Est-ce la fermeture programmée du service des urgences ?

En effet, cela commence par la baisse des dotations du service des urgences ce qui entraînera certainement une baisse des effectifs donc, des problèmes de prise en charge rapide des patients. l'ARS mettra ensuite l'accent sur les problèmes de sécurité des patients puis bien évidemment demandera la fermeture du service.

Ainsi on obtient un hôpital de proximité.

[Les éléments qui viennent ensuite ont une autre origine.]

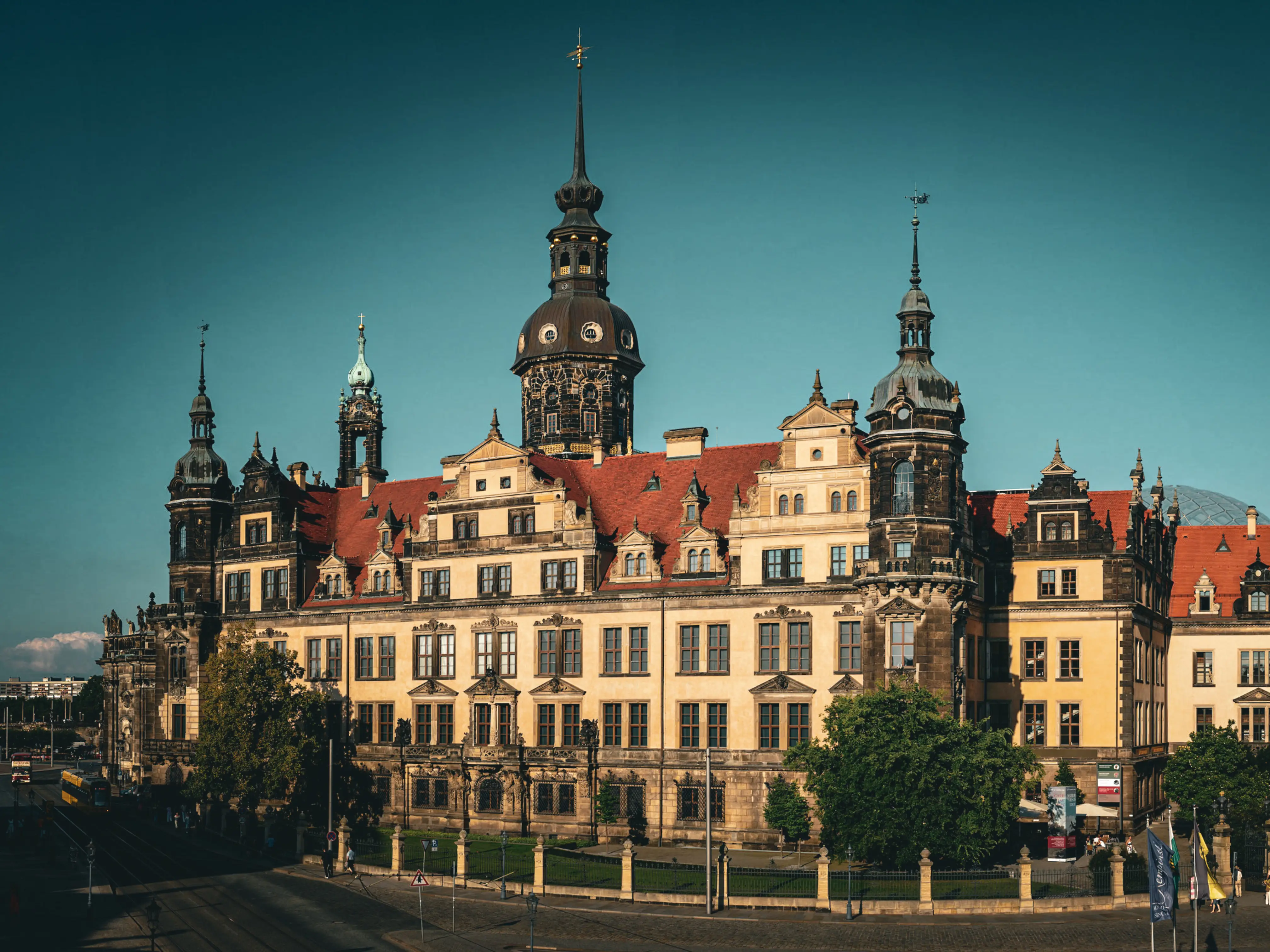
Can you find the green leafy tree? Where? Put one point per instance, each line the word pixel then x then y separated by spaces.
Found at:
pixel 1063 777
pixel 1217 762
pixel 892 775
pixel 787 810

Franceinfo du 1er mars 2019 

Bitche : les urgences dans le rouge ?

 

bitcheL'hôpital de Bitche risque d'être amputé d'une enveloppe de 325.000 euros pour le service d'urgence. / © Christophe Gomond 

Depuis vendredi 1er mars, dans le pays de Bitche, les élus locaux sont inquiets. Ils ont décidé de se mobiliser contre une décision qui pourrait fragiliser l'établissement à moyen terme. Car l'hôpital de Bitche risque d'être amputé d'une enveloppe de 325.000 euros pour le service d'urgence. 

Un vent de protestation secoue le pays de Bitche depuis l'annonce de la baisse des dotations des urgences de l'hôpital. 

C'est une motion toute symbolique pour défendre l'hôpital Saint-Joseph de Bitche, que les élus de la communauté de communes ont signé vendredi 1er mars 2019.

Une motion pour dénoncer la baisse, depuis le 1er janvier, de la dotation de 325.000 euros, versée par l'Agence Régionale de Santé pour les urgences.

Une baisse qui reste en travers de la gorge des élus.

Interpeler, c'est aussi ce qu'a voulu faire Céleste Lett, le maire de Sarreguemines, qui a écrit à la ministre de la santé Agnès Buzynpour s'étonner de cette baisse de dotation. "J'entendais dire par certains élus locaux que l'hôpital de Bitche serait labellisé hôpital de proximité, et en même temps on nous enlève 325.000 euros. Il y a là une espèce de paradoxe."

Pour l'hôpital Robert Pax de Sarreguemines qui a fusionné avec celui de Bitche en 2008, c'est un déficit de plus de 300.000 euros dans la trésorerie.
Mais le directeur l'affirme concrètement, les urgences seront toujours prises en charge à l'hôpital Saint-Joseph. 

Le directeur de l'hôpital espère la mise en place d'un financement de compensation dès 2020.